5 rows × 10077 columns

We only keep data sets with more than 89 samples to avoid ending up with very noisy ICA components which will compromise the stability analysis.

[4]:
dataframe = pd.concat([df1, df2 , df3], join = 'inner')
names = list(dataframe.index.unique(0))

exclude = []
print("Data sets in the study : ")
for name in names:
    n_samples = dataframe.loc[name].shape[0]
    if n_samples < 89:
        exclude.append(name)
    else:
       print(name , n_samples)

del df1 , df2 , df3

names = list(set(names) - set(exclude))
Data sets in the study :
Grossman USA 262
Grossman UE 89
GSE19188 91
GSE28571 100
GSE50081 181
GSE31210 226
GSE18842 91

1. Most Stable Transcriptome Dimension (MSTD)

In order to select the number of ICA components we refer to “Determining the optimal number of independent components for reproducible transcriptomic data analysis” Kairov et al. 2017. The idea is to find a trade-off between a sufficiently large number of components to capture all essential information and a restricted dimension to avoid ending up with a lot of very unstable components which only capture noise.
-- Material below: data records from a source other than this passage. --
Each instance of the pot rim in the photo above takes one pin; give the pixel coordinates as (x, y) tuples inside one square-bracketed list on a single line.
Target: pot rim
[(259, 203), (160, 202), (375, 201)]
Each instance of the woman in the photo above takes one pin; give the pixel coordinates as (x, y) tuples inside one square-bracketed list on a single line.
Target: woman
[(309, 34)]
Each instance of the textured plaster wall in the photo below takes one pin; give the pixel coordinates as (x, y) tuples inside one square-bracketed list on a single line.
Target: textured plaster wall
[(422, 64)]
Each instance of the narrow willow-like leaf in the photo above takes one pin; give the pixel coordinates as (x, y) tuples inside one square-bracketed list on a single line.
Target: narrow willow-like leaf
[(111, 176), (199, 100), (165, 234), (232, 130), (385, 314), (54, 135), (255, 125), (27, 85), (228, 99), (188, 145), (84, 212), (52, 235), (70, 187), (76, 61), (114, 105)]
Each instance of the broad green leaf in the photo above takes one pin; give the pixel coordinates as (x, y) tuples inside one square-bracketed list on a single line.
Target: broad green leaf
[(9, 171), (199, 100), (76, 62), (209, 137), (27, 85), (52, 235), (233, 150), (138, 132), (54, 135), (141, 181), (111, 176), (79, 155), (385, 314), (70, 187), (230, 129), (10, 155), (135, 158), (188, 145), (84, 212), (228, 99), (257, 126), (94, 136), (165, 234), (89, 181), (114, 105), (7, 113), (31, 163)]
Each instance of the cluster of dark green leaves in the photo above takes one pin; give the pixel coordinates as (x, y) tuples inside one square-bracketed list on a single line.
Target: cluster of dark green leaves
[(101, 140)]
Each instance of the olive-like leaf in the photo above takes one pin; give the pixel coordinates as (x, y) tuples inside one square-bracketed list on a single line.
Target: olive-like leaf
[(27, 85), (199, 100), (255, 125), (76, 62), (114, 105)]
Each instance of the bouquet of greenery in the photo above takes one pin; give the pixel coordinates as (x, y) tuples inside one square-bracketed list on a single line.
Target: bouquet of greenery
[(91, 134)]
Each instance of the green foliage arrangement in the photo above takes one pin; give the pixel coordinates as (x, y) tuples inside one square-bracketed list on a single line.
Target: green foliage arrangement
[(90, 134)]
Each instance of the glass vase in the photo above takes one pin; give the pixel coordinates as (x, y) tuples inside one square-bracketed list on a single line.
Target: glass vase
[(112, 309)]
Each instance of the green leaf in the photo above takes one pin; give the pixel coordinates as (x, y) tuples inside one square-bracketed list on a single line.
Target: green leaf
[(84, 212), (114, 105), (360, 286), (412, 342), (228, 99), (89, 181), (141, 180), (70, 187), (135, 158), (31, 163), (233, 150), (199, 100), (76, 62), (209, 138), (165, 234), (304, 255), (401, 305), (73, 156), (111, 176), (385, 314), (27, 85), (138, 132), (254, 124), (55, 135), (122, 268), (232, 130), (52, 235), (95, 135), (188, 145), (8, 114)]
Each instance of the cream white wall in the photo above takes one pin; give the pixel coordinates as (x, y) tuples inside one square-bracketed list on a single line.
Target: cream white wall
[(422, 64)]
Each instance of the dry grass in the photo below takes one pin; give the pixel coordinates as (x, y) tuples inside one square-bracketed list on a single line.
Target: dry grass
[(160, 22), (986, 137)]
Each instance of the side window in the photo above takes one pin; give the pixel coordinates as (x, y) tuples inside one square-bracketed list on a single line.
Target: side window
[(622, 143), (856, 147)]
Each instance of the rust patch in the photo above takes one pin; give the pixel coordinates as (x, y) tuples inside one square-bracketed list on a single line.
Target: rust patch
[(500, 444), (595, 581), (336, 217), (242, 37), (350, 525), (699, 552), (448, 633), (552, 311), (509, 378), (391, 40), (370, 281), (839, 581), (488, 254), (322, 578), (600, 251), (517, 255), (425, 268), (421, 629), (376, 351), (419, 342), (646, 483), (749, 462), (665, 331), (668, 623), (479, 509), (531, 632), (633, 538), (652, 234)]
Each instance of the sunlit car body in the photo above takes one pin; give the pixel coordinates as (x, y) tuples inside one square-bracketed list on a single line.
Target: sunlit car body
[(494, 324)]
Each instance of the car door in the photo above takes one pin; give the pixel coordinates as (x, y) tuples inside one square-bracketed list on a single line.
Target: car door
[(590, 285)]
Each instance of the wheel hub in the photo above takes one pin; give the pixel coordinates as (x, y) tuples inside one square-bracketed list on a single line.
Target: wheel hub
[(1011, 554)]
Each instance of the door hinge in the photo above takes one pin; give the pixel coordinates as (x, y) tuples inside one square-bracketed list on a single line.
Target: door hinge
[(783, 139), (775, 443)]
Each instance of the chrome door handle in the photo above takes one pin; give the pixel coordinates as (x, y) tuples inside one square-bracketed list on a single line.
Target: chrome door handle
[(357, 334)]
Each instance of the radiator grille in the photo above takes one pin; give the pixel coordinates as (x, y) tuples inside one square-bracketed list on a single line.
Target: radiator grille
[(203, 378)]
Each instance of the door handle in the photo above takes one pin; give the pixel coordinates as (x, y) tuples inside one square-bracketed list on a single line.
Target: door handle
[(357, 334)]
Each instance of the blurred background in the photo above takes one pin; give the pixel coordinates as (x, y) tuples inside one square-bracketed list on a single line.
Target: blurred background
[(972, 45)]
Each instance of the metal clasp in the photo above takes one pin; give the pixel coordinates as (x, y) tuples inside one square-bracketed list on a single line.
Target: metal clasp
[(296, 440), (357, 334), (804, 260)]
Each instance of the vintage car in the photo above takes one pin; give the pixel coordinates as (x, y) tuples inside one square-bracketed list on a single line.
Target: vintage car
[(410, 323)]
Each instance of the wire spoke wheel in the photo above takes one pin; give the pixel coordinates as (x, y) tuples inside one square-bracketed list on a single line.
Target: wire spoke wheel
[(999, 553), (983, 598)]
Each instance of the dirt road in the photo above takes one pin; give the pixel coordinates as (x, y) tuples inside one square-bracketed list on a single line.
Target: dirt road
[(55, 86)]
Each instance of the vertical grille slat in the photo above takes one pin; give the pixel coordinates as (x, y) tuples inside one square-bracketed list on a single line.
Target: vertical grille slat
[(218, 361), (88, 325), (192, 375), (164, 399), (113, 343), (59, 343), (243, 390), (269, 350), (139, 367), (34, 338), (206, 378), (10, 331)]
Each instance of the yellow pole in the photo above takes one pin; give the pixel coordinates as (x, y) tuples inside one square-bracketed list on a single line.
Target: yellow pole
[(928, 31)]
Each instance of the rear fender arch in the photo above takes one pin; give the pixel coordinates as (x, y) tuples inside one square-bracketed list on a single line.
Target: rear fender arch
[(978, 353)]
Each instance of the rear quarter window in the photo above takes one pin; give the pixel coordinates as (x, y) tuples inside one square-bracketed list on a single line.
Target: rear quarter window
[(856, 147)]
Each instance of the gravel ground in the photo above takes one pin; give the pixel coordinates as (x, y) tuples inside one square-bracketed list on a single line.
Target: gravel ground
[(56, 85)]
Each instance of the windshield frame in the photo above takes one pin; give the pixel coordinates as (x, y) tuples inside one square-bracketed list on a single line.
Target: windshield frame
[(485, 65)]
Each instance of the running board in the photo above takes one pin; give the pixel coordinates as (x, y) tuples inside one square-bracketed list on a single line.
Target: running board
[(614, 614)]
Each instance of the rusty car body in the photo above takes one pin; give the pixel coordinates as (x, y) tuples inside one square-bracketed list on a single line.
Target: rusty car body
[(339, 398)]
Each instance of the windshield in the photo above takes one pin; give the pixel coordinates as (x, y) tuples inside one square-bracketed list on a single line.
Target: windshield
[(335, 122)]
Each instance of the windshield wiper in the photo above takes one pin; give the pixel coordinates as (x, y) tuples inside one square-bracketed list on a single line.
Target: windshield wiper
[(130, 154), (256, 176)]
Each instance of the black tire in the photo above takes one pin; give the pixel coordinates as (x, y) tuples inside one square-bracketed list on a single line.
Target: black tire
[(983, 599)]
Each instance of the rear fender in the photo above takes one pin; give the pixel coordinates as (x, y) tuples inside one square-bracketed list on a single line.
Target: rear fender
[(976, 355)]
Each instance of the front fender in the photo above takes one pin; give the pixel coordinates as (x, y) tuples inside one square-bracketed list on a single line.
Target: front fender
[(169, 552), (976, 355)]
To do so we plot the stability distribution for a wide range of different number of components M = 5, … , 100 and we observe which choice of M most satisfies the trade-off the most.

[5]:
#MSTD plot for the data set GSE31210.
from sica.base import MSTD
X = dataframe.loc['GSE31210'].apply(func = lambda x : x - x.mean() , axis = 0)
MSTD(X , 5 , 100 , 2 , 20 , max_iter = 3000)
#MSTD(X.values , 5 , 100 , 2 , 20 , max_iter = 3000)
../_images/_examples_stability_study_9_1.png
[5]:
MSTD = 45

2. Stabilized ICA decompostion for each data set

Our stabilized ICA algorithm is a copy of the ICASSO algorithm (implemented in MATLAB) “ICASSO: software for investigating the reliability of ICA estimates by clustering and visualization” Himberg et al. The main idea is to iterate several times the FastICA algorithm (ex: from sklearn), cluster the results (agglomerative hierarchical clustering) and define the final ICA components as the centrotype of each cluster.

[6]:
from sica.base import StabilizedICA as sICA
[7]:
Sources = []
decomp = sICA(n_components = MSTD , n_runs = 30, n_jobs = -1)

for name in names:
    start = time.time()
    X = dataframe.loc[name].apply(func = lambda x : x - x.mean() , axis = 0)
    #decomp.fit(X.values)
    decomp.fit(X)
    Sources.append(decomp.S_ )
    end = time.time()
    minutes, seconds = divmod(end - start, 60)
    print(name + " done !" , "running time (min): " + "{:0>2}:{:05.2f}".format(int(minutes),seconds))
GSE31210 done ! running time (min): 00:41.43
GSE50081 done ! running time (min): 00:27.18
Grossman USA done ! running time (min): 00:32.93
GSE19188 done ! running time (min): 00:25.28
GSE28571 done ! running time (min): 00:23.74
GSE18842 done ! running time (min): 00:21.22
Grossman UE done ! running time (min): 00:24.44

3. Study of reproducibility - MNN graph

In order to study the reproducibility of ICA components between the four data sets we use the notion of Reciprocal Best Hit (RBH). We consider that a component \(i\) extracted from a data set D1 and another component \(j\) extracted from a data set D2 are linked if:

\begin{equation} |\rho_{ij}| = \max \{ |\rho_{ik}| , \forall k \, \in D2 \} = \max \{ |\rho_{lj}| , \forall l \, \in D1 \} \end{equation}

Here \(\rho_{ij}\) represents the Pearson’s correlation coefficient between the components \(i\) and \(j\). We chose to use Pearson’s coefficient over non-parametric coefficients such as Kendall’s or Spearman’s coefficients since it is strongly influenced by extreme values. Yet in our case these extreme values characterize our ICA components .

[8]:
from sica.mutualknn import MNNgraph

Note : The layout of the following RBH network is strongly influenced by a random initialisation (Fruchterman-Reingold force-directed algorithm). One may have to run the following result several times to obtain a satisfying result.

[12]:
fig , ax = plt.subplots(figsize = (10 , 7))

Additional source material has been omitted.